また、API経由でCursorなどのAIエディタと連携させるのもおすすめです。 ローカルLLMをエディタのバックエンドに指定すれば、コードを外部に送信することなく補完機能を使えます。 ハードウェアに余裕があるなら、16GB以上のVRAMを活かして Llama-3.1-70B の軽量量子化版(Q2_K等)を試してみてください。 知識の深さが8Bモデルとは比較にならないほど向上します。

よくある質問

Q1: 自宅サーバーではなくノートPCでも動きますか?

M2/M3チップを積んだMacBook Air(メモリ16GB以上)なら驚くほど快適に動きます。 Windowsノートの場合は、ゲーミングモデルでない限り厳しいですが、最近のIntel Core Ultra搭載機ならNPUや内蔵GPUを使ってある程度動作します。

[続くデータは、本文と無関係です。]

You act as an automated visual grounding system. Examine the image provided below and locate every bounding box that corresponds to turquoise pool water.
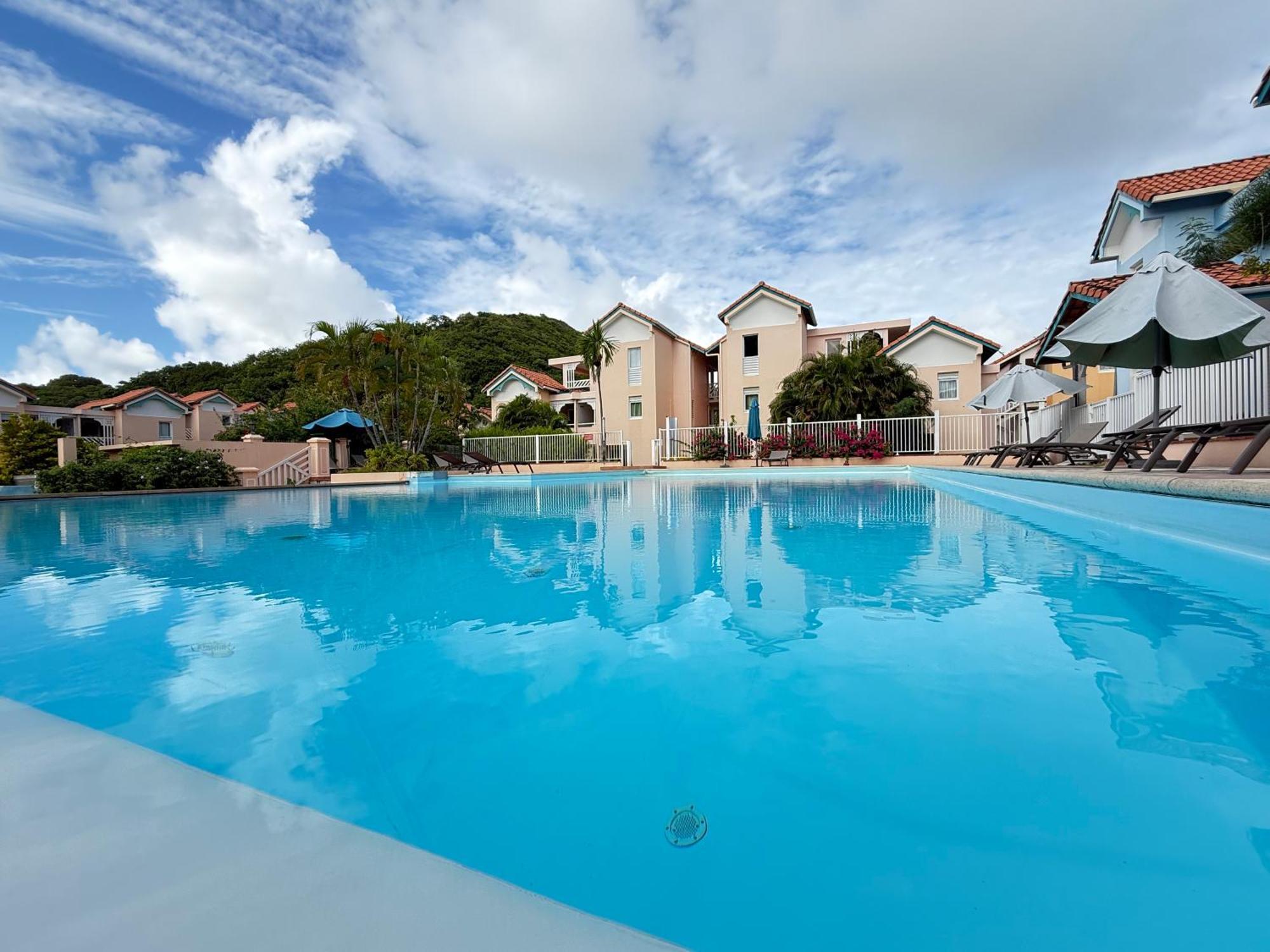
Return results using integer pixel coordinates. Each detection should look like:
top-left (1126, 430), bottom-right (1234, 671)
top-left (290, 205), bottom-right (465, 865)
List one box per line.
top-left (0, 471), bottom-right (1270, 949)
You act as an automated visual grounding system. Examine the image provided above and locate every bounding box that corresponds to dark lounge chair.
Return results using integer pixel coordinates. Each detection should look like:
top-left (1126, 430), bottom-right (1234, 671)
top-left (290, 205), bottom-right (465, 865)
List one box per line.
top-left (464, 449), bottom-right (533, 472)
top-left (1128, 416), bottom-right (1270, 476)
top-left (994, 420), bottom-right (1113, 467)
top-left (1020, 406), bottom-right (1179, 470)
top-left (429, 449), bottom-right (488, 472)
top-left (961, 426), bottom-right (1063, 466)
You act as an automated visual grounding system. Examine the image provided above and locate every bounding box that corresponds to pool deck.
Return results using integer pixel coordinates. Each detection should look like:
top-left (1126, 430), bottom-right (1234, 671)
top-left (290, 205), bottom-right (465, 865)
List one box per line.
top-left (945, 462), bottom-right (1270, 505)
top-left (0, 698), bottom-right (676, 952)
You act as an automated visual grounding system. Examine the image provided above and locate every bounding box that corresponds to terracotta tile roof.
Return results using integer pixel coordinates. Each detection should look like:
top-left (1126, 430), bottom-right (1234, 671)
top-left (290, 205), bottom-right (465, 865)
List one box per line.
top-left (1041, 261), bottom-right (1270, 350)
top-left (719, 281), bottom-right (815, 325)
top-left (883, 317), bottom-right (1001, 353)
top-left (182, 390), bottom-right (236, 406)
top-left (1115, 155), bottom-right (1270, 202)
top-left (75, 387), bottom-right (185, 410)
top-left (0, 378), bottom-right (36, 400)
top-left (481, 363), bottom-right (565, 393)
top-left (1090, 155), bottom-right (1270, 264)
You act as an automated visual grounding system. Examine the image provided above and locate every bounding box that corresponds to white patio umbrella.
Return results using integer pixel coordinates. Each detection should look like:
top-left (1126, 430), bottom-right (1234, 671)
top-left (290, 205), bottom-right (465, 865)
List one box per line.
top-left (966, 363), bottom-right (1090, 443)
top-left (1044, 251), bottom-right (1270, 419)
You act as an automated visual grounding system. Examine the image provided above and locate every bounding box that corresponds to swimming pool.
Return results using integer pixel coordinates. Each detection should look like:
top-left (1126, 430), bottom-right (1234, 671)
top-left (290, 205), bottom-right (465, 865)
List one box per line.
top-left (0, 470), bottom-right (1270, 949)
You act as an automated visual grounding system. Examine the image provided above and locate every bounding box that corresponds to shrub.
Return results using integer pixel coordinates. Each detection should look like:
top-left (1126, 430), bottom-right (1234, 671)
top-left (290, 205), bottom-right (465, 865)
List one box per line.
top-left (0, 414), bottom-right (66, 484)
top-left (495, 393), bottom-right (569, 433)
top-left (36, 447), bottom-right (237, 493)
top-left (357, 444), bottom-right (432, 472)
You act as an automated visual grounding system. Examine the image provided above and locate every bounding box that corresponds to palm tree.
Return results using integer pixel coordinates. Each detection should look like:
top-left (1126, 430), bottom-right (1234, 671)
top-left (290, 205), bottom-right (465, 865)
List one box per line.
top-left (298, 321), bottom-right (380, 446)
top-left (582, 321), bottom-right (617, 462)
top-left (770, 339), bottom-right (931, 423)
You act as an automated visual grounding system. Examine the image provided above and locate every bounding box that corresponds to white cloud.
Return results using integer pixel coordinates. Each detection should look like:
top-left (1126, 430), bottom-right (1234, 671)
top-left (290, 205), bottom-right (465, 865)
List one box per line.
top-left (93, 117), bottom-right (392, 360)
top-left (4, 316), bottom-right (165, 383)
top-left (0, 42), bottom-right (182, 228)
top-left (2, 0), bottom-right (1270, 354)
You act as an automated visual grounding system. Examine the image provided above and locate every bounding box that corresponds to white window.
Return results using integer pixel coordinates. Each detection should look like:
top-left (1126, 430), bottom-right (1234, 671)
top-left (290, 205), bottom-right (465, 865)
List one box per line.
top-left (740, 334), bottom-right (758, 377)
top-left (626, 347), bottom-right (644, 385)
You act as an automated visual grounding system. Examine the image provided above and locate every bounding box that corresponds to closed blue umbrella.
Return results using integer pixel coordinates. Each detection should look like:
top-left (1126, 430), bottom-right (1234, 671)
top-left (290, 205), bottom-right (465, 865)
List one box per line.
top-left (745, 400), bottom-right (763, 466)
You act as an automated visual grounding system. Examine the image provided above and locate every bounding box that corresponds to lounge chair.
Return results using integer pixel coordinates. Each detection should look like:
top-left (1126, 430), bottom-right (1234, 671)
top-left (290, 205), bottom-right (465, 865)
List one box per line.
top-left (429, 449), bottom-right (488, 472)
top-left (1128, 416), bottom-right (1270, 476)
top-left (1020, 406), bottom-right (1179, 470)
top-left (1015, 420), bottom-right (1115, 467)
top-left (961, 426), bottom-right (1063, 466)
top-left (464, 449), bottom-right (533, 472)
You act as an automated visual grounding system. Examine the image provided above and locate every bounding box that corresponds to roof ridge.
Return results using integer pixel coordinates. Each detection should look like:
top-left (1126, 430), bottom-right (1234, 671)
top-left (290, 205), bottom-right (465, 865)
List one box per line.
top-left (1116, 152), bottom-right (1270, 188)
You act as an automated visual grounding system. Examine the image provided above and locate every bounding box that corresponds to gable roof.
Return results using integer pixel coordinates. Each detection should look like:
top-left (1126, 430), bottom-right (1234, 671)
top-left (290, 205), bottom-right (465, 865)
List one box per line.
top-left (599, 301), bottom-right (701, 350)
top-left (719, 281), bottom-right (815, 327)
top-left (881, 317), bottom-right (1001, 360)
top-left (992, 331), bottom-right (1045, 363)
top-left (1038, 261), bottom-right (1270, 363)
top-left (0, 378), bottom-right (37, 400)
top-left (75, 387), bottom-right (189, 410)
top-left (182, 390), bottom-right (237, 406)
top-left (1092, 155), bottom-right (1270, 263)
top-left (481, 363), bottom-right (565, 393)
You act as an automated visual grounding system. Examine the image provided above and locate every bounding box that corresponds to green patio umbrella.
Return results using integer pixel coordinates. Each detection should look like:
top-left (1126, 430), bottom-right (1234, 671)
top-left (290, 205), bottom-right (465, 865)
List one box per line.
top-left (1044, 251), bottom-right (1270, 419)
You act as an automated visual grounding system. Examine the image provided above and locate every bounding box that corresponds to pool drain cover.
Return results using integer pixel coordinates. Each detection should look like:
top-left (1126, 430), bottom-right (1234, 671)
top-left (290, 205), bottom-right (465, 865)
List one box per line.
top-left (193, 641), bottom-right (234, 658)
top-left (665, 805), bottom-right (706, 847)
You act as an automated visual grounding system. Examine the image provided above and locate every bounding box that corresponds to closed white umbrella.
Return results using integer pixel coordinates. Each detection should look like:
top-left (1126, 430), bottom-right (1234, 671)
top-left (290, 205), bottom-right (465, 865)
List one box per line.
top-left (1045, 251), bottom-right (1270, 418)
top-left (966, 363), bottom-right (1090, 443)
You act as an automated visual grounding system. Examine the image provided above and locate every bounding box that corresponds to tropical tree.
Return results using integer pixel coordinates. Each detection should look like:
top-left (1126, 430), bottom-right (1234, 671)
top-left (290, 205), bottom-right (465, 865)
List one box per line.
top-left (494, 393), bottom-right (569, 432)
top-left (0, 414), bottom-right (66, 484)
top-left (298, 321), bottom-right (382, 446)
top-left (579, 321), bottom-right (617, 459)
top-left (1179, 173), bottom-right (1270, 278)
top-left (768, 338), bottom-right (931, 423)
top-left (300, 317), bottom-right (466, 451)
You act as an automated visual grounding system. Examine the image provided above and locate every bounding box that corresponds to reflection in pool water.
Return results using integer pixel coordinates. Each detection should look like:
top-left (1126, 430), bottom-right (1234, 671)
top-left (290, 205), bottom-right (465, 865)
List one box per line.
top-left (0, 475), bottom-right (1270, 948)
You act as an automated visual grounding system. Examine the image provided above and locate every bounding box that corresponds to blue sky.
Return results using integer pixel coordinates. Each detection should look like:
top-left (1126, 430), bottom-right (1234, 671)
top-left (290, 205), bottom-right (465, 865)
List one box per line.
top-left (0, 0), bottom-right (1270, 383)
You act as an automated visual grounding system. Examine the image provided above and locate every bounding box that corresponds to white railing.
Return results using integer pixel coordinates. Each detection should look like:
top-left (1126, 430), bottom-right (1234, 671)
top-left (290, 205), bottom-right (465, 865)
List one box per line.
top-left (464, 430), bottom-right (626, 463)
top-left (658, 411), bottom-right (1024, 459)
top-left (255, 447), bottom-right (309, 486)
top-left (1030, 348), bottom-right (1270, 437)
top-left (564, 364), bottom-right (591, 390)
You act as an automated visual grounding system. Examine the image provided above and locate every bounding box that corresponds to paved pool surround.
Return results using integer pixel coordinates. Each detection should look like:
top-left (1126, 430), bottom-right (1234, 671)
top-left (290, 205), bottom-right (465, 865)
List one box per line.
top-left (0, 698), bottom-right (677, 952)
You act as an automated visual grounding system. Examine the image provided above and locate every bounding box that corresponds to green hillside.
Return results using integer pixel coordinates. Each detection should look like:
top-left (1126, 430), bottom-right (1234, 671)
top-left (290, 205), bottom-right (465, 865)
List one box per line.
top-left (23, 312), bottom-right (582, 406)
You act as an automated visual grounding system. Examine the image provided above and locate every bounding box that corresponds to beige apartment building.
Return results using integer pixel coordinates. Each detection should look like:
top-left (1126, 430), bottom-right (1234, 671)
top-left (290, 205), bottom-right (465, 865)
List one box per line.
top-left (485, 282), bottom-right (1001, 466)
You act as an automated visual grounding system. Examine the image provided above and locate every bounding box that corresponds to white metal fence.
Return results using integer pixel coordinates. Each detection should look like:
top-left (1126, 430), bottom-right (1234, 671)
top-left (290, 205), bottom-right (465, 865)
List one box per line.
top-left (464, 430), bottom-right (630, 463)
top-left (1030, 348), bottom-right (1270, 437)
top-left (658, 411), bottom-right (1024, 459)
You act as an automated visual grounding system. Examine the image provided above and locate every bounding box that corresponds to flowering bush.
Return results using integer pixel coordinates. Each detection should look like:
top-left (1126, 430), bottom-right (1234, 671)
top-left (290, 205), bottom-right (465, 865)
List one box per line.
top-left (752, 426), bottom-right (889, 459)
top-left (692, 429), bottom-right (728, 459)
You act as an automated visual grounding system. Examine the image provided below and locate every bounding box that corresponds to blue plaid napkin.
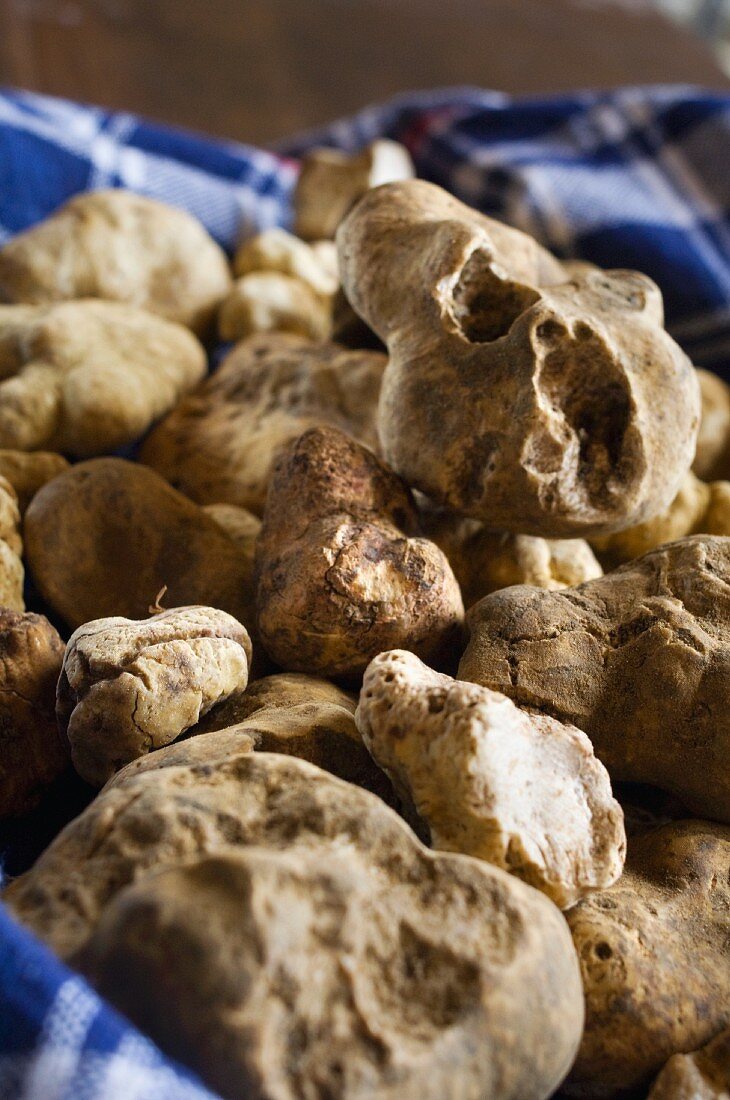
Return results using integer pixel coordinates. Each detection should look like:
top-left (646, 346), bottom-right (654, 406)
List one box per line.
top-left (0, 87), bottom-right (730, 1100)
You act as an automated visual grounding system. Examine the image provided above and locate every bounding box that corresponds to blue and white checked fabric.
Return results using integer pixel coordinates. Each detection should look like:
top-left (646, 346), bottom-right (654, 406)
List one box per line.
top-left (0, 87), bottom-right (730, 1100)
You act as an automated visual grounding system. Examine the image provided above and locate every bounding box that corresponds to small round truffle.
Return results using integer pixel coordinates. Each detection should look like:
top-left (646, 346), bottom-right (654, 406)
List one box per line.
top-left (256, 428), bottom-right (464, 678)
top-left (56, 607), bottom-right (251, 787)
top-left (356, 650), bottom-right (626, 909)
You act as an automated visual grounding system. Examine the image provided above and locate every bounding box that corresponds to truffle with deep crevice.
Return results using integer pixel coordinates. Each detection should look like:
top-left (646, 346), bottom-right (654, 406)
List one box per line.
top-left (338, 180), bottom-right (699, 538)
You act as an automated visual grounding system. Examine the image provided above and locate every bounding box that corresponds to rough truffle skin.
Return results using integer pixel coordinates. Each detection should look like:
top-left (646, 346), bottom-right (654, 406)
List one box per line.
top-left (56, 607), bottom-right (251, 787)
top-left (586, 472), bottom-right (730, 567)
top-left (0, 301), bottom-right (206, 458)
top-left (648, 1027), bottom-right (730, 1100)
top-left (564, 821), bottom-right (730, 1100)
top-left (140, 332), bottom-right (386, 514)
top-left (458, 535), bottom-right (730, 822)
top-left (338, 180), bottom-right (699, 538)
top-left (256, 427), bottom-right (464, 678)
top-left (5, 752), bottom-right (583, 1100)
top-left (0, 190), bottom-right (231, 333)
top-left (24, 459), bottom-right (254, 628)
top-left (357, 650), bottom-right (626, 909)
top-left (421, 507), bottom-right (604, 607)
top-left (0, 607), bottom-right (68, 818)
top-left (108, 672), bottom-right (393, 805)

Q2: OpenAIのAPIを使うのと比べて精度はどうですか?

正直に言えば、GPT-4oと比較すると、Llama 3.1 8Bは推論能力で一歩譲ります。 しかし、特定のフォーマットへの変換や単純な要約、情報の抽出といった「定型業務」であれば、ローカルモデルでも十分すぎる成果を出せます。

Q3: 複数のモデルを同時に動かすことはできますか?

VRAMが許す限り可能です。Ollamaは自動的にメモリ管理を行ってくれます。 ただし、同時に動かすと1つあたりの推論速度が落ちるため、基本的には1つのタスクに1つのモデルを集中させるのが、私の経験上もっとも効率的です。